By stating "Tesla may be approaching a 'natural limit' " (this is their words from most recent earnings) I was aknowledging that Tesla expects less cost declines - I agree with you. As @unk45 has shared, cost declines are still expected to come from batteries, and I would add other commodities. This will not be insignificant.
You forgot to add Deferred Tesla Energy Revenue to your forecast. Tesla has already stated $1.05B of this Revenue will be realized in the next 12 months (2024). In 2025, this will be well over $2B and perhaps as much as $4B by my estimation - I don't really want to get into the math here, but it's plain to see this if you examine the difference in this Deferred Energy Revenue between 2022 and 2023. This Revenue alone will contribute nearly $1EPS (or more) ON TOP of the 2 Megapacktories. Your margins are low for Energy in 2025- I would put them at between 25-30%. Otherwise, I generally agree with your numbers. I stand by my CONSERVATIVE $2 FY2025 EPS forecast from Energy (Deferred and 2 Megapacktories combined). Larry Goldburg, though we may take his forecast with a grain of salt, makes a fairly compelling case for 2035 35% Energy Margins with $10B profit (FWIW 2024 Energy forecast is 25% margins with $4B profit). For those who missed it, here is the link again: Start at 9:30
I like your FSD assessment, that is reasonable, and probably rightly conservative. Of course, it is entirely possible we could be in for a monster suprise here!

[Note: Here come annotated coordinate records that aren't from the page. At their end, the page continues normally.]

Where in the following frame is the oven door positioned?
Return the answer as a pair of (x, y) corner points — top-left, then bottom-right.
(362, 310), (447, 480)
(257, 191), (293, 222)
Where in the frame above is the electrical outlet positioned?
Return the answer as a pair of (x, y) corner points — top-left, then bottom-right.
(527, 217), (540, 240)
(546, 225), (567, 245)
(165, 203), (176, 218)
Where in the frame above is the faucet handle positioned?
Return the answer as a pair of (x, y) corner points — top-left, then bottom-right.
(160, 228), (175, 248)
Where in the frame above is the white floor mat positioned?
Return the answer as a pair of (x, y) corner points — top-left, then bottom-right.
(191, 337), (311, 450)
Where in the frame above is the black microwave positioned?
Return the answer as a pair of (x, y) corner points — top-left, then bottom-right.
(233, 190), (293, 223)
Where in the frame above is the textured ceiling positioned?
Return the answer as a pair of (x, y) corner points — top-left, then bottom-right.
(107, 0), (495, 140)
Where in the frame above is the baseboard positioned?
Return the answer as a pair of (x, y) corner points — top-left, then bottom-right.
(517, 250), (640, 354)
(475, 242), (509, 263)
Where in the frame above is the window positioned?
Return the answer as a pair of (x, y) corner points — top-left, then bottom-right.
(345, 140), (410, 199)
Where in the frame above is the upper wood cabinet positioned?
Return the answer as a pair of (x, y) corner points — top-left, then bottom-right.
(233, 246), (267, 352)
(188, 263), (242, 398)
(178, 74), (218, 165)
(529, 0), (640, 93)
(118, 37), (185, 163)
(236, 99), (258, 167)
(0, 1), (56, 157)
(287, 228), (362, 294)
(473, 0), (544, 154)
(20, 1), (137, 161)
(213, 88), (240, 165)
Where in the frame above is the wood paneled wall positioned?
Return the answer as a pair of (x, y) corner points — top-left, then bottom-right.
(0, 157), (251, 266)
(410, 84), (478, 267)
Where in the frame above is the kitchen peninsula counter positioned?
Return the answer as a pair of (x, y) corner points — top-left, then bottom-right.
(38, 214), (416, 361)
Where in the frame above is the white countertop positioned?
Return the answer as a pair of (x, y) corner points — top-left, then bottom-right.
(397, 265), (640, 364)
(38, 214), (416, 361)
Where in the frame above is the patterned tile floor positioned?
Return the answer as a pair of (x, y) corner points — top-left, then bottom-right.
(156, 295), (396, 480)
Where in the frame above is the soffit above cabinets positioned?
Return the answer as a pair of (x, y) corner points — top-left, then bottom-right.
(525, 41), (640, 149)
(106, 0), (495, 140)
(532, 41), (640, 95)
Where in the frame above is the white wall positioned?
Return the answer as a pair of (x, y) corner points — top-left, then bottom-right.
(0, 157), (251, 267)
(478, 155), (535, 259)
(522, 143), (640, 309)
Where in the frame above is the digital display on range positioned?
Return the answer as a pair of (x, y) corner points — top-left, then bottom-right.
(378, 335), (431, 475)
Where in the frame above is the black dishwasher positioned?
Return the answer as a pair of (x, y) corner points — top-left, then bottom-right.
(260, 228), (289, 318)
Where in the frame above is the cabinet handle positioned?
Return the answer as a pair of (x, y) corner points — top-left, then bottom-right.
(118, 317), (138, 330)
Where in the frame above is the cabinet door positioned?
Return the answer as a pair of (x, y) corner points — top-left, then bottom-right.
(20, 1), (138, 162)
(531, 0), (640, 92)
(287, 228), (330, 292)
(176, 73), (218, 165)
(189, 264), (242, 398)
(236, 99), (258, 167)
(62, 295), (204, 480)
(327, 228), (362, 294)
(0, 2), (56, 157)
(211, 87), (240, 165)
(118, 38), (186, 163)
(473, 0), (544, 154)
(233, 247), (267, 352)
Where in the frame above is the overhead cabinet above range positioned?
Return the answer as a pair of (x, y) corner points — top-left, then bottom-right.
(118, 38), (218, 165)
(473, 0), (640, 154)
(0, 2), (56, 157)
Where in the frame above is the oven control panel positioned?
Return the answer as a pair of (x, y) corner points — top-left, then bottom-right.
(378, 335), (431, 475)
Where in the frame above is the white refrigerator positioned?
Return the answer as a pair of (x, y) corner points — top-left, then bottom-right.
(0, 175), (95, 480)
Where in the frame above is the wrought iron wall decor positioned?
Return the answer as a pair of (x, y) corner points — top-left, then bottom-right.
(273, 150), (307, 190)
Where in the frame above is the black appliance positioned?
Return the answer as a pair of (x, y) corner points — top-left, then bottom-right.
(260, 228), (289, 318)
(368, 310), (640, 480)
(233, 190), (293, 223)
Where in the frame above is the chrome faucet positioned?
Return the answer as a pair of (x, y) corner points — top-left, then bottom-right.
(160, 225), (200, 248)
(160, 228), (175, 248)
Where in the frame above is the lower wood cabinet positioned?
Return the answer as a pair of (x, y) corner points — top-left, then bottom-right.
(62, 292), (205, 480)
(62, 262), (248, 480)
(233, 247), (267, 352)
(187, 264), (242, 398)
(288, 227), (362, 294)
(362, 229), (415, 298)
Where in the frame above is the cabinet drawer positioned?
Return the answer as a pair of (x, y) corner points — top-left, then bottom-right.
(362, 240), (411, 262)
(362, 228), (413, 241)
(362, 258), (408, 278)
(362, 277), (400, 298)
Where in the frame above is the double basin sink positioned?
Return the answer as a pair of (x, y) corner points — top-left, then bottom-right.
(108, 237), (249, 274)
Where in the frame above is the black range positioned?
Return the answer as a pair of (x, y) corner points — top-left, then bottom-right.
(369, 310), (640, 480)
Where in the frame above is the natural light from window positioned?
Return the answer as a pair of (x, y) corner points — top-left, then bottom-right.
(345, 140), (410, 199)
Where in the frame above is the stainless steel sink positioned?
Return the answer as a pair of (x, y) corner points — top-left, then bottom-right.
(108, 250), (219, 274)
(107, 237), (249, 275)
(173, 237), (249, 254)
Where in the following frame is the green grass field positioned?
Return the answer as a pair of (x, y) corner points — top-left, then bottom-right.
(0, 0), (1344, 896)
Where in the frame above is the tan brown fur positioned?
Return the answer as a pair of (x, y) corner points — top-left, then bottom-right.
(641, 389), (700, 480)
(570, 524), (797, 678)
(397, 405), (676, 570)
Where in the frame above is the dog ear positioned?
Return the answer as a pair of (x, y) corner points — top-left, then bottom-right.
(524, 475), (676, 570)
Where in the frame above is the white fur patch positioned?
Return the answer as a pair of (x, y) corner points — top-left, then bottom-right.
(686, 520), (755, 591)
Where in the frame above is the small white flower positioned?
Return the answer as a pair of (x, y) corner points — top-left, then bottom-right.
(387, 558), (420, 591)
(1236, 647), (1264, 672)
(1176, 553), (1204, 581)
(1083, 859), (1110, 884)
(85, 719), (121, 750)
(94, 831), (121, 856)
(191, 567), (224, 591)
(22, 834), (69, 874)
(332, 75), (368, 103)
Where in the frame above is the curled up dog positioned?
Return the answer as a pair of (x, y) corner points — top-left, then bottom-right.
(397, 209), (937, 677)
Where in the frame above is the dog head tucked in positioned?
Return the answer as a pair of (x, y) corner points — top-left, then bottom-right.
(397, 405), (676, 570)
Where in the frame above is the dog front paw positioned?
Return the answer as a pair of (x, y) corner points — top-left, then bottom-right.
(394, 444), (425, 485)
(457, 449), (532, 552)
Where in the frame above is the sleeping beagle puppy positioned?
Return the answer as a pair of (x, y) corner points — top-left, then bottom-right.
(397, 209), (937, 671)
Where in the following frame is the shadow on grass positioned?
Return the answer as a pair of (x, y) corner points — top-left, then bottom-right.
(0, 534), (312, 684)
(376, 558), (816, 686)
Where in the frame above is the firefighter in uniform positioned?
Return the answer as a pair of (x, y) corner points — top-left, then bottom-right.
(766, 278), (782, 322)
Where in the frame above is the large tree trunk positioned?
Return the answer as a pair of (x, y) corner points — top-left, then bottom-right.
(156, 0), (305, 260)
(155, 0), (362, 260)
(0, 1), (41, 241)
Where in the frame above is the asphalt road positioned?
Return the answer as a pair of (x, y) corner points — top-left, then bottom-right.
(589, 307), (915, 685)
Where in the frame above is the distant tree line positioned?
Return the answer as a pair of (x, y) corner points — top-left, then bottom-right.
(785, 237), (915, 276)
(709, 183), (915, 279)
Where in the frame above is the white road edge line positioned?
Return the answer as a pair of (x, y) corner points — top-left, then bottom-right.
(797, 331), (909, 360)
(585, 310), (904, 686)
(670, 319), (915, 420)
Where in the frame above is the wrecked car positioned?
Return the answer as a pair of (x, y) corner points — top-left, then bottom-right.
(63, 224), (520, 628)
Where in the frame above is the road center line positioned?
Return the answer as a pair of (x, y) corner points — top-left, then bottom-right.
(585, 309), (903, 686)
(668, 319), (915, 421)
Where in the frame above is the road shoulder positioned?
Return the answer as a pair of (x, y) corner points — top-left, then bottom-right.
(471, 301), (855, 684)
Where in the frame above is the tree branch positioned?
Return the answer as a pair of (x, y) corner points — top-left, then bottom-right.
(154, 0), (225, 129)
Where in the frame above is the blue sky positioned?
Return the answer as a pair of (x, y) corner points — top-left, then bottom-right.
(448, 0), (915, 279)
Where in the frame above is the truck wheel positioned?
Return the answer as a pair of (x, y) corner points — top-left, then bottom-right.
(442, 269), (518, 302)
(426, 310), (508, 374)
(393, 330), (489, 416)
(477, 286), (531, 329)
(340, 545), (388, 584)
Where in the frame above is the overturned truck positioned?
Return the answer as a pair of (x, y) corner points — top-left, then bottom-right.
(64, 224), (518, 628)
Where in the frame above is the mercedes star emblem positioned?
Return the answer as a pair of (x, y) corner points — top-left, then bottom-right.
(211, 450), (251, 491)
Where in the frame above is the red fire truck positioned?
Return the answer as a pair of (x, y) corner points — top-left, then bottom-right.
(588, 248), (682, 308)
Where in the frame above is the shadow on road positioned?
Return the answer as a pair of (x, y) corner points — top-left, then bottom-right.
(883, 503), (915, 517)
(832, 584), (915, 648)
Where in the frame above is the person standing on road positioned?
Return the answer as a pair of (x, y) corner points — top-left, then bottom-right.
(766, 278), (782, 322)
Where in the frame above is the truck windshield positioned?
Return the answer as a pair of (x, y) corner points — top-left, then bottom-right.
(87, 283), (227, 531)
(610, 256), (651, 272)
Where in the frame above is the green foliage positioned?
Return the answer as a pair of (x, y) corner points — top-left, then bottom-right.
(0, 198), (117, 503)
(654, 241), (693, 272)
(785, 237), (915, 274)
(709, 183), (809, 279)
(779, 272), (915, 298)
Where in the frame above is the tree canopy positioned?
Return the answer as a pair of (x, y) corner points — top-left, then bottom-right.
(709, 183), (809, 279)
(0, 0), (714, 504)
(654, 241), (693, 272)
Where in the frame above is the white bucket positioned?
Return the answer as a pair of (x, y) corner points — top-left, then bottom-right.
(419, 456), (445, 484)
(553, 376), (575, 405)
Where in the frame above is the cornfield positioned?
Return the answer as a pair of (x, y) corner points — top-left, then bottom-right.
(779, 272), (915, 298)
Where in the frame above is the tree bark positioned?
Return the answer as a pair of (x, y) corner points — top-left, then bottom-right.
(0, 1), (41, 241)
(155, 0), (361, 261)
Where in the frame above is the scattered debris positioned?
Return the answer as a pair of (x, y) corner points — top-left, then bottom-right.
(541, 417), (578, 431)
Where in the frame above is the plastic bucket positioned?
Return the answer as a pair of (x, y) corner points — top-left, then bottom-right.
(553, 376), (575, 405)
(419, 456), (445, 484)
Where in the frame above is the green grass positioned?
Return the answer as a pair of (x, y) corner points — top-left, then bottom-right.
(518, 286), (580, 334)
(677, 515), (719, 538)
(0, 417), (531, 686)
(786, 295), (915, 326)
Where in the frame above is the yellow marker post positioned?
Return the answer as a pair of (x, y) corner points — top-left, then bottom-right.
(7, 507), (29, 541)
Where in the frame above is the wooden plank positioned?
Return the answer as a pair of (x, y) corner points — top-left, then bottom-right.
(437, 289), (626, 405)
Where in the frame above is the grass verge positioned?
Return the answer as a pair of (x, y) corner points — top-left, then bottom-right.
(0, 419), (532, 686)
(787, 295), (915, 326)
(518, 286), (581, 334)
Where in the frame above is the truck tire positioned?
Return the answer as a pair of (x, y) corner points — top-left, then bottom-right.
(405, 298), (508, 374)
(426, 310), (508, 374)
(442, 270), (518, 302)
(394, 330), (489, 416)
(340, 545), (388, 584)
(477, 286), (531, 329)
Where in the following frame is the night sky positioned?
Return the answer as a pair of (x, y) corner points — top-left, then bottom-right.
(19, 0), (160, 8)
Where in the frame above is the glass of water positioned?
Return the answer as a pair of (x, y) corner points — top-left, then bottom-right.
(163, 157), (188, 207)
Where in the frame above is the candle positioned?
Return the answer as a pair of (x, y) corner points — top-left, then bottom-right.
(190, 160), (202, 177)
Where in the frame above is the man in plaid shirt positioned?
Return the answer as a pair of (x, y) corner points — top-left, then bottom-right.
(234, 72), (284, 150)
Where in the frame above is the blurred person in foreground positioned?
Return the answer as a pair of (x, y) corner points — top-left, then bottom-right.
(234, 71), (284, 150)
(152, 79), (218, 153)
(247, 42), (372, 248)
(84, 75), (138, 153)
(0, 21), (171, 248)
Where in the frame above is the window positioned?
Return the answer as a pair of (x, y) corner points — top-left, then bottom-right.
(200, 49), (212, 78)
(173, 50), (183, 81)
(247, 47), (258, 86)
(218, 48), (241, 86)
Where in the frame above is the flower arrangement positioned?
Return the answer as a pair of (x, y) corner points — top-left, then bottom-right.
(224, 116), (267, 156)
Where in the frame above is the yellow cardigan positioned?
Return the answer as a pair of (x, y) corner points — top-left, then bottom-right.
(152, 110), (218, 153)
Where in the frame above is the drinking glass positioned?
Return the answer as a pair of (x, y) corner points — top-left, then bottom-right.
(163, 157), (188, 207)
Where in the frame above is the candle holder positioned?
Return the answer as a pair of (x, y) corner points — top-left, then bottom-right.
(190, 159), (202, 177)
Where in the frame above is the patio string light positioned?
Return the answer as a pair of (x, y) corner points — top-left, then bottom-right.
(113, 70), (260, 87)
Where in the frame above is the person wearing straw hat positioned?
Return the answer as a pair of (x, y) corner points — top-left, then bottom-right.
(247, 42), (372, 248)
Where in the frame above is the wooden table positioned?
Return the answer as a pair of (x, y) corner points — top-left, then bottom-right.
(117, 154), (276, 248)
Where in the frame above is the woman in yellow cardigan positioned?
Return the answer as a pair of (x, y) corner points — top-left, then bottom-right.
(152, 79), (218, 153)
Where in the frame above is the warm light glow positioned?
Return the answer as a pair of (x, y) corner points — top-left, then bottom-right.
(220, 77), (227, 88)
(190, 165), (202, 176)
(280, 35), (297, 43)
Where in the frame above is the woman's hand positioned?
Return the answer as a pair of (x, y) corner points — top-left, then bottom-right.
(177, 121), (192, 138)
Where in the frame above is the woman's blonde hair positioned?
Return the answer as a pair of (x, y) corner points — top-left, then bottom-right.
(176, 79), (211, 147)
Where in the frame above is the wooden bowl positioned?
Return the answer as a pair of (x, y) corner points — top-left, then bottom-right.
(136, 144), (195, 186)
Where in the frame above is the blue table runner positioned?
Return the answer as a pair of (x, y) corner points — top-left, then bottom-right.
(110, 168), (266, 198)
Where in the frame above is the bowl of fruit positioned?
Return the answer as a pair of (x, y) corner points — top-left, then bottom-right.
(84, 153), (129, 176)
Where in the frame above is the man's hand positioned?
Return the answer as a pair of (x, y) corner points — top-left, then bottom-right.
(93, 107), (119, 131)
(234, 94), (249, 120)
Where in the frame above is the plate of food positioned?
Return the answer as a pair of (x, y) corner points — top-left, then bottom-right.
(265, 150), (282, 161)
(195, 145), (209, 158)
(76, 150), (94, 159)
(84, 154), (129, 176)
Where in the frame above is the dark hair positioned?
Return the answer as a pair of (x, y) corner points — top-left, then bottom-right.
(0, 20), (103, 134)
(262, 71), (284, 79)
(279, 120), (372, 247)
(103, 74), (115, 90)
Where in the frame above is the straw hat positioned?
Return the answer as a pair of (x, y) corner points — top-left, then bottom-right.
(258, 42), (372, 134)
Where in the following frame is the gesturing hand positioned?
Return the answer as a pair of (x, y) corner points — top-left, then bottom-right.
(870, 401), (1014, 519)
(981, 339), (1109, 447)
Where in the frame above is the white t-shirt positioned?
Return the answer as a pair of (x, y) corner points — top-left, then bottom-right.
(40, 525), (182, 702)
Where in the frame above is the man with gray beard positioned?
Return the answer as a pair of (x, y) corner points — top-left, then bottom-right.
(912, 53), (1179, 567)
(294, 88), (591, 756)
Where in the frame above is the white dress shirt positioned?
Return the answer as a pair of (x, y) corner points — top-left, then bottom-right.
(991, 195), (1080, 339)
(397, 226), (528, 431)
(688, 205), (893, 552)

Tesla targets 50k ramp in semis by EOY 2025. I think 20k in 2025 is reasonable with 15k coming in the second half. I think your margins are low as they will preferentially sell the $250k version along with, perhaps, premium upgrades as they always do. I can live with $0.40 EPS
I am glad we agree on Cybertruck, this means we have tested our theories with rigor from different perspectives and arrived at, perhaps, the most accurate conclusion of all.
Google Finance - Stock Market Prices, Real-time Quotes & Business News
Tesla Inc (TSLA) - Services and Other Revenue is at a current level of 8.319B, up from 6.091B one year ago. This is a change of 36.58% from one year ago. The growth is Supercharger revenue, in particular, comes from Tesla's growing fleet. Even if they ONLY add another 2M cars in 2024, that's another 2M paying customers to the network.
I really like your conclusion, IF you were to add in the Deferred Energy Revenue of $1 EPS, and then modify the arithmetic accordingly. One thing is certain, you and I both agree Tesla is currently undervalued: You think 56%, I think something closer to 100%.
On a personal note: @Zaddy Daddy I genuinely have always appreciated your analysis. You have helped me realize that, perhaps, it is not that you are a contrarian as much as I am an eternal optimist. Thank you for continuing to help me temper my assumptions.